Big Data can analyze this information to develop new quality controls, techniques in controls and processes, control panels to monitor quality during project execution and new thresholds, criteria and parameters to measure quality according to initial requirements.
Resource management:
The resources of a project include human resources, infrastructure, technologies, financial resources, knowledge, processes and procedures.
As in the previous processes, a large amount of information related to the use of resources is collected. Such as types of resources, units of measure, quantity required, quantity used, quantity of resources wasted and control mechanisms for resource use.
Resources are usually converted into money and therefore the analysis of resource management can generate conclusions to improve resource management and consequently achieve cost savings. Big Data can play an important role in the development of new procedures for the acquisition, allocation and management of project resources.
Conclusions
In my opinion, the adoption of Big Data in project management and in the processes of organizations in general has a very positive impact. Especially in terms of the opportunity to take advantage of the amount of data that is currently generated daily.

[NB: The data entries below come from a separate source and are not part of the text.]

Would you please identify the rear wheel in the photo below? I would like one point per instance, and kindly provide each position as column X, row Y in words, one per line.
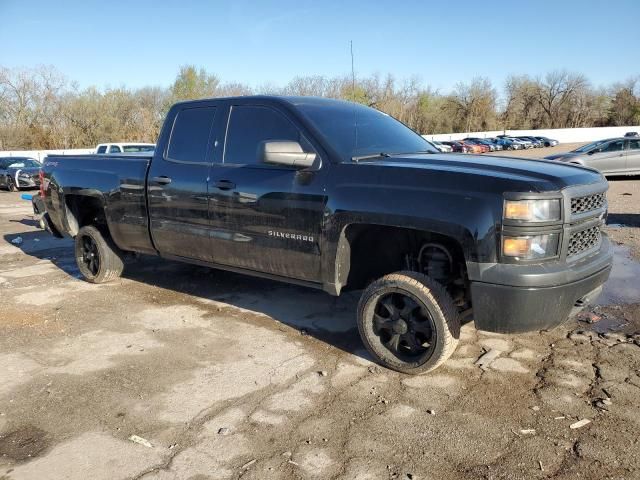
column 408, row 322
column 98, row 258
column 11, row 184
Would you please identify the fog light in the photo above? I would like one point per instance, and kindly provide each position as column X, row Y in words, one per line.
column 531, row 247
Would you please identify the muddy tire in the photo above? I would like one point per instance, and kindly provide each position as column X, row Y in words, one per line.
column 408, row 322
column 98, row 258
column 11, row 184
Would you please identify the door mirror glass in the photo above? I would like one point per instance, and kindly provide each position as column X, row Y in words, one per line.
column 285, row 153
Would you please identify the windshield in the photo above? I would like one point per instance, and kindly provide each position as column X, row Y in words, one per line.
column 589, row 146
column 19, row 163
column 355, row 131
column 138, row 148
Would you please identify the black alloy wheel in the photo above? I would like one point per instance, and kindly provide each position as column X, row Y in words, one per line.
column 403, row 325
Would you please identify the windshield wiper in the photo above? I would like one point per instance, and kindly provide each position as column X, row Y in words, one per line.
column 373, row 156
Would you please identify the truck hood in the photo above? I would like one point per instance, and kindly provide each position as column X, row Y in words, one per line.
column 30, row 170
column 530, row 175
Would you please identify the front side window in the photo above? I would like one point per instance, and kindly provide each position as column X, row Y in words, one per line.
column 355, row 130
column 190, row 134
column 634, row 144
column 616, row 146
column 249, row 126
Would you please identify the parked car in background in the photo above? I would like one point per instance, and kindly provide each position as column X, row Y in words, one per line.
column 444, row 148
column 508, row 144
column 483, row 141
column 475, row 147
column 117, row 148
column 548, row 142
column 19, row 172
column 613, row 156
column 526, row 142
column 458, row 147
column 536, row 143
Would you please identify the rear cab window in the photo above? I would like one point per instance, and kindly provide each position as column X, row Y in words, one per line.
column 189, row 139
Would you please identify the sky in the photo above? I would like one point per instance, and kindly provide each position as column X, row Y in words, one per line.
column 113, row 43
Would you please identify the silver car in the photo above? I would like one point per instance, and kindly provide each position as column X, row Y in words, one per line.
column 613, row 156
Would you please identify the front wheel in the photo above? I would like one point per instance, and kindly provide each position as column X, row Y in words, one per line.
column 408, row 322
column 98, row 258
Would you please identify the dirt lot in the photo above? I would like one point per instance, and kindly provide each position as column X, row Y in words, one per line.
column 226, row 377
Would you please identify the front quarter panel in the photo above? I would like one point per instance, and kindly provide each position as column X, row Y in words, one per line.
column 446, row 203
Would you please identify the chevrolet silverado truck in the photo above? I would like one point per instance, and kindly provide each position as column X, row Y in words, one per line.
column 338, row 196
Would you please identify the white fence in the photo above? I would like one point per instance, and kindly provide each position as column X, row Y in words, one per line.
column 40, row 154
column 563, row 135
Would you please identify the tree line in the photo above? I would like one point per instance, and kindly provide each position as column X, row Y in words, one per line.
column 41, row 109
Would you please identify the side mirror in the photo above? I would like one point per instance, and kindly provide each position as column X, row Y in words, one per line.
column 282, row 152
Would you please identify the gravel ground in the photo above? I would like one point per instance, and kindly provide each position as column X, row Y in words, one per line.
column 224, row 376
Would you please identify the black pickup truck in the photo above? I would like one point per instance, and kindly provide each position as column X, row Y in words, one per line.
column 334, row 195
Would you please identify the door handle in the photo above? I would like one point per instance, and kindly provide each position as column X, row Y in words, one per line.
column 162, row 180
column 225, row 185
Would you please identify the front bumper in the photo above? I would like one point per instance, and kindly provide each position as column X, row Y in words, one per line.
column 538, row 297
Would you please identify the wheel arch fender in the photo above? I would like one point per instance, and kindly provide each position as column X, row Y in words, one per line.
column 337, row 272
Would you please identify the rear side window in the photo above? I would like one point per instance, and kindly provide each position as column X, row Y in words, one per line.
column 251, row 125
column 190, row 134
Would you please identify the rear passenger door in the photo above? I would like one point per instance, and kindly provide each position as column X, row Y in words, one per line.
column 266, row 218
column 177, row 183
column 633, row 156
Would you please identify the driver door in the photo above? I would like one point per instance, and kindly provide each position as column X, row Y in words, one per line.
column 266, row 217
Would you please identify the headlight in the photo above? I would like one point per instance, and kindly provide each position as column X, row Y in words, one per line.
column 532, row 210
column 531, row 247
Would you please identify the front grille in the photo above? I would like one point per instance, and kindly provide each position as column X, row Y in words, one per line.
column 588, row 203
column 582, row 241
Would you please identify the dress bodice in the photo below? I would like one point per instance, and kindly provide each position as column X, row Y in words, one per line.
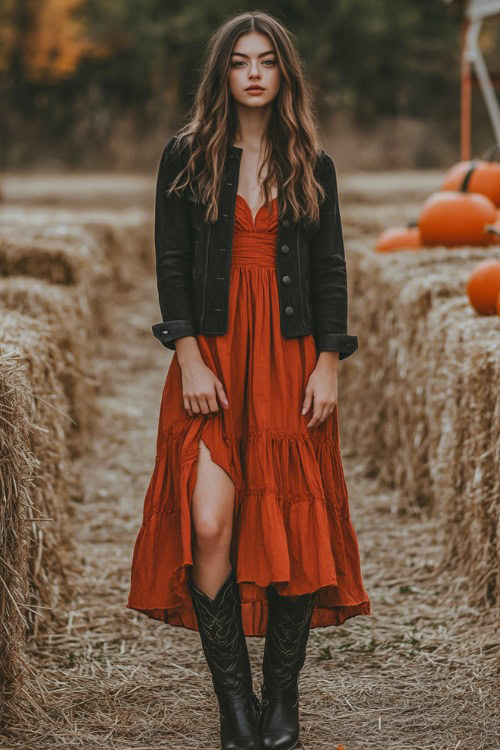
column 254, row 242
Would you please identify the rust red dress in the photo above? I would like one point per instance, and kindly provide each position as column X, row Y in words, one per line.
column 291, row 520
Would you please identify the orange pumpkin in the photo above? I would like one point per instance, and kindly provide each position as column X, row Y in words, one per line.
column 399, row 238
column 456, row 217
column 483, row 287
column 485, row 178
column 494, row 230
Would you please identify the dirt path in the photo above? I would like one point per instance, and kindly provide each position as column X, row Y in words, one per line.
column 419, row 674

In addition, with a correct management it could solve the problems related to the excess of information, helping us to interpret this great volume of data. And thus give meaning to the time to make predictions, reduce time in research, search and presentation of results.
In summary, the adoption of Big Data in project management in companies should not be taken lightly, it should be a great project in itself. The advantages that it can bring are many, but if all this data is not treated in the right way we will be making decisions based on wrong information and we will suffer the failure of the decisions.